Habrá un día no muy lejano en el que los hechos que hoy vivimos serán vistos con el mismo horror a la barbarie de los actos más salvajes que enumeré más arriba. Es que, a pesar de todo, el mundo avanza. Y vendrán nuevas generaciones más libertarias, inclusivas, humanas. Y pueblos que se rebelen en grupo a la injusticia. Que se movilicen en masa por el bien común. Cuando llegue ese momento, ¿con qué rostro enfrentará la clase blanca latinoamericana ese nuevo tiempo? Porque, entonces, este fanatismo bárbaro de bala y crucifijo juntos será colectivamente contestado como es debido: con la razón, con la verdad y con más conciencia. Y nacerán generaciones nuevas educadas en el bien y en la deshonra que significará la mentira. Jóvenes que se interesarán por la verdadera historia de América y se avergonzarán de llevar apellidos como los beneficiarios de las tierras arrancadas por las tropas de Roca a los indios luego de la Campaña del Desierto. (O mejor dicho, en la campaña de exterminio de los pueblos que allí habitaban.) Aquellos 583 propietarios, muchos de ellos integrantes de la Sociedad Rural, que obtuvieron 18.668.000 hectáreas a 4 pesos. Todos apellidos hoy nobles: Alvear, Álzaga, Anchorena, Arguibel, Azcuénaga, Bemberg, Bianchi, Bonament, Bosch, Cambaceres, Casares, Casey, Castex, Chas, De la Plaza, De la Torre, Devoto, Diaz Vélez, Dorrego, Durañona, Echeverría, Eguía, Elizalde, Elortondo, Ezcurra, Fontán, Frers, Guerrero, Jurado, Larreta, Leloir, Lynch, Madero, Martínez de Hoz, Miguens, Newbery, Obarrio, Ocampo, Olivera, Ortíz Basualdo, Otamendi, Piñeiro, Quintana, Roca, Roldán, Shaw, Tornquist, Ugarte, Unzué, Vidal…

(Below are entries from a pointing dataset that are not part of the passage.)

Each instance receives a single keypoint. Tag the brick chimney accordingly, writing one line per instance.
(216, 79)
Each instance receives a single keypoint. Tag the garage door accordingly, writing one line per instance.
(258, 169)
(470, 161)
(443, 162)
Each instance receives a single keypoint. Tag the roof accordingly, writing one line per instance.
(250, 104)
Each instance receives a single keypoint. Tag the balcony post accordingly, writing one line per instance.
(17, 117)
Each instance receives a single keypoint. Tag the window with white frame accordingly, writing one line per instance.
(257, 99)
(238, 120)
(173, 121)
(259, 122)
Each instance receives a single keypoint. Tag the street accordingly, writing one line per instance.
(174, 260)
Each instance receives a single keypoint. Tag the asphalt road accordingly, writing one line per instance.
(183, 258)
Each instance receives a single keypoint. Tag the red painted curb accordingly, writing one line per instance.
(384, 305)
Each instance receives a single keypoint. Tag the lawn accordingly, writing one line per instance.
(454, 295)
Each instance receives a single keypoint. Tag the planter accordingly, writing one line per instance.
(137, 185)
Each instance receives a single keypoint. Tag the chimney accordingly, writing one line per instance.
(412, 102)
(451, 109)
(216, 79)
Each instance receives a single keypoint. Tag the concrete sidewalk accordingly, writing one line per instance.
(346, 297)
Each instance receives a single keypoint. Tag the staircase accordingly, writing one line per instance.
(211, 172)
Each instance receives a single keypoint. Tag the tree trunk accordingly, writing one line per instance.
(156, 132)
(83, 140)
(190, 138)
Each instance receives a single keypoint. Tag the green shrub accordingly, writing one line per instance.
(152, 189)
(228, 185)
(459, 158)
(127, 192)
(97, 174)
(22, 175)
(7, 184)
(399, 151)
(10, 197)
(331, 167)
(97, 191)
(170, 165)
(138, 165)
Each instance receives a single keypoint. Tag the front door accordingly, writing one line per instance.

Sucederá entonces, en un tiempo no muy lejano, en una estancia inmensa, que un hombre de apellido también patricio estará sentado en la galería y oteará el cielo pensando en su cosecha. Su hijo adolescente estará leyendo historia a su lado, tratando de entender el mundo. En un momento, el muchacho cerrará el libro y le preguntará a su padre: «¿Qué hizo nuestra familia para detener toda esa masacre india?» El padre se reclinará entonces en su sillón y buscará argumentos. Dirá que los indios realizaban malones para robar vacas, que fueron siempre brutos, vagos, borrachos, que no se podría confiar en ellos y que solo servían para que los políticos aprovecharan sus votos para ganar elecciones… Repetirá nervioso alguna parte del decálogo del padre Ortiz ante el consejo de Indias, la frase de un periodista que escuchó en el canal de cable hace poco y, finalmente, dirá que todo se hizo en aras de la civilización y la de democracia… Recién entonces mirará a su hijo. Y, envuelto en pánico, verá en lo profundo de sus ojos la misma distancia, el mismo reproche, el idéntico miedo y el mismo desprecio que muchos hemos visto en los ojos indios.